At the core is a philosophical novel, exploring the idea of wilderness through the experience of a young woman venturing from England to Iceland, Greenland, and finally ending up in Alaska not far from where Chris McCandless ventured out. (In fact, the book seemed to be so directly in response to Into the Wild that I stopped and read it before continuing.) The author and/or the narrator want to understand why the wilderness and its exploration seems to be something held to be masculine, and to prove it doesn't have to be. She confronts the ideas espoused by Jack London, Jack Kerouac, Thoreau, Ted Kaczynski (this one was a difficult surprise but makes a lot of sense in the end), etc. In some ways it claims wildness as unique to women, and there are some delicious statements about this near the end that I can't quote here since I have an uncorrected proof.
I was surprised that the author didn't include any female adventurers. It is true that many explorers are male, but not all. What about Margaret Murie, the fearless mother of the Alaskan frontier? Or women who are most at home in the wild, from Kira Salak to Annie Dillard to even Mary Oliver? It felt at times that these women and their writings might be a stronger defense to the idea of women being the wilderness than a 19 year old, but that might be my "old age" talking (I am 40.)
Still, I can tell from the author's acknowledgements (I always read them, don't you), and the way she titled chapters after items from Ursula K. Le Guin and female scientists, that she has these voices in her head, but narrowed down to the handful she did on purpose.

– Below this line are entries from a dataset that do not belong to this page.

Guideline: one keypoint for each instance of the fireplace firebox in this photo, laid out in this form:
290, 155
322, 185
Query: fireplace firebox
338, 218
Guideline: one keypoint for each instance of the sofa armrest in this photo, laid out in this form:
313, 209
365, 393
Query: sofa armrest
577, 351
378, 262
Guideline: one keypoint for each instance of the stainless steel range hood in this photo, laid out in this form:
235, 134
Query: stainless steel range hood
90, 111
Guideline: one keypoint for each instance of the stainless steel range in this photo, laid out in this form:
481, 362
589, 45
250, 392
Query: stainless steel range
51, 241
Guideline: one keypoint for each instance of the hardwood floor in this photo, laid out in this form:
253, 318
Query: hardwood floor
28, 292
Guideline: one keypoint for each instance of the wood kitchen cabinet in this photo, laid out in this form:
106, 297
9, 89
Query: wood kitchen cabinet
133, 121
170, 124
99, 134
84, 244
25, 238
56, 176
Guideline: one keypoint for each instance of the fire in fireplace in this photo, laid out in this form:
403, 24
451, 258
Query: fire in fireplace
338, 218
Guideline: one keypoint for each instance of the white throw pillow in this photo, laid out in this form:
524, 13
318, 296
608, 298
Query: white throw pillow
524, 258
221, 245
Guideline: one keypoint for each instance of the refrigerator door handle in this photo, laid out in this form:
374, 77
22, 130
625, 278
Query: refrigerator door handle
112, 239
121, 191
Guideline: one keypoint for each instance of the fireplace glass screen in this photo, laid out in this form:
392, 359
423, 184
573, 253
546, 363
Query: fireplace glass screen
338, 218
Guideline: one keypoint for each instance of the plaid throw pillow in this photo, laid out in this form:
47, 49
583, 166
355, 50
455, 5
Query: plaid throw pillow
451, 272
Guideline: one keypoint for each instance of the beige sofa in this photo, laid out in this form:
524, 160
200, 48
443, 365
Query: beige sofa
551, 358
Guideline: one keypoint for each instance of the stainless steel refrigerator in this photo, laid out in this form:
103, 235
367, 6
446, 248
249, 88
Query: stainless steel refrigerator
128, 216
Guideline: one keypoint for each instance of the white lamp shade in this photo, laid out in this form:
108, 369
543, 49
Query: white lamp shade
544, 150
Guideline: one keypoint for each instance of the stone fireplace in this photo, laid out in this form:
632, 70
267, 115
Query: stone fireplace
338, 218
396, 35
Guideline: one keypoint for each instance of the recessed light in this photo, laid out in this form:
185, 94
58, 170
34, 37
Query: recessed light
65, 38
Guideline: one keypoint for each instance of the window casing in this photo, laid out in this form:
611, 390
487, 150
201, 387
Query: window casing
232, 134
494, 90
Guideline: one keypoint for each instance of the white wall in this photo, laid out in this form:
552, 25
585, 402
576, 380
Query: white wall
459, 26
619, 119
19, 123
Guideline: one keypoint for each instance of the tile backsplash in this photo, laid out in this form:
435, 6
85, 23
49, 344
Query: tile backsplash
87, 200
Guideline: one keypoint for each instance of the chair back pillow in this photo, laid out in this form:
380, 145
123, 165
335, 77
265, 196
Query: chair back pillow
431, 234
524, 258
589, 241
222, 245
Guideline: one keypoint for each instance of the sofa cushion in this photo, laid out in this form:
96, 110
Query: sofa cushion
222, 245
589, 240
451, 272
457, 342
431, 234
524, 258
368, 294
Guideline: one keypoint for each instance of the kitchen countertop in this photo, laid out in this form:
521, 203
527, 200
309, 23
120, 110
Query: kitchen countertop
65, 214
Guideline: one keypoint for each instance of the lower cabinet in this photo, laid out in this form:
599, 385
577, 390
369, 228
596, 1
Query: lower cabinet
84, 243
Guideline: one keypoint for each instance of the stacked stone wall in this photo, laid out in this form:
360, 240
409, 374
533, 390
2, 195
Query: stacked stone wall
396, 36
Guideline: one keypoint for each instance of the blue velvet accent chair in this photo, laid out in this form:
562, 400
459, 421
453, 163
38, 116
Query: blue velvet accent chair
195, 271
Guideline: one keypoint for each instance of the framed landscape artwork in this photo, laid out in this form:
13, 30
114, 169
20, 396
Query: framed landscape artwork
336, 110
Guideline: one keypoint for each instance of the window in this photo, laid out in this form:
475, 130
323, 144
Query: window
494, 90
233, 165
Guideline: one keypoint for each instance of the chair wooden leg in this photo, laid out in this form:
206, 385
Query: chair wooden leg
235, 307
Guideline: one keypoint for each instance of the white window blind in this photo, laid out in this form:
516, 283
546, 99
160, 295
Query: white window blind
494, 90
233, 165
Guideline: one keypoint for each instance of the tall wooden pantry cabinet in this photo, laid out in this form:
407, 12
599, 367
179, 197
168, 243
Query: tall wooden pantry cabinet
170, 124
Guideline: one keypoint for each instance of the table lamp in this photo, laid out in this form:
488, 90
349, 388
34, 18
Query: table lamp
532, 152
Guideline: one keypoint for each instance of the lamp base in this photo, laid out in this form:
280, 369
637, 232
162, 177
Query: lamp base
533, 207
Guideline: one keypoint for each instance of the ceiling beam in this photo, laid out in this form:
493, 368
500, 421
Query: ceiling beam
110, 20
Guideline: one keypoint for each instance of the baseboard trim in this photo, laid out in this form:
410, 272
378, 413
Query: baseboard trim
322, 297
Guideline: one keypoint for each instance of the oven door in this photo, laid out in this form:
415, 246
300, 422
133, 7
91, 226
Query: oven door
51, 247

This was a great read right after I had read Travels in Alaska by John Muir, Kings of the Yukon by Adam Weymouth, and Into the Wild by Chris McCandless, because the solitary male (who isn't in fact by himself) "discovering" the wild is all sorts of problematic in any century, and it was an antidote to read this book afterwards. It is immersive, thought-provoking, and a unique reading experience to be sure.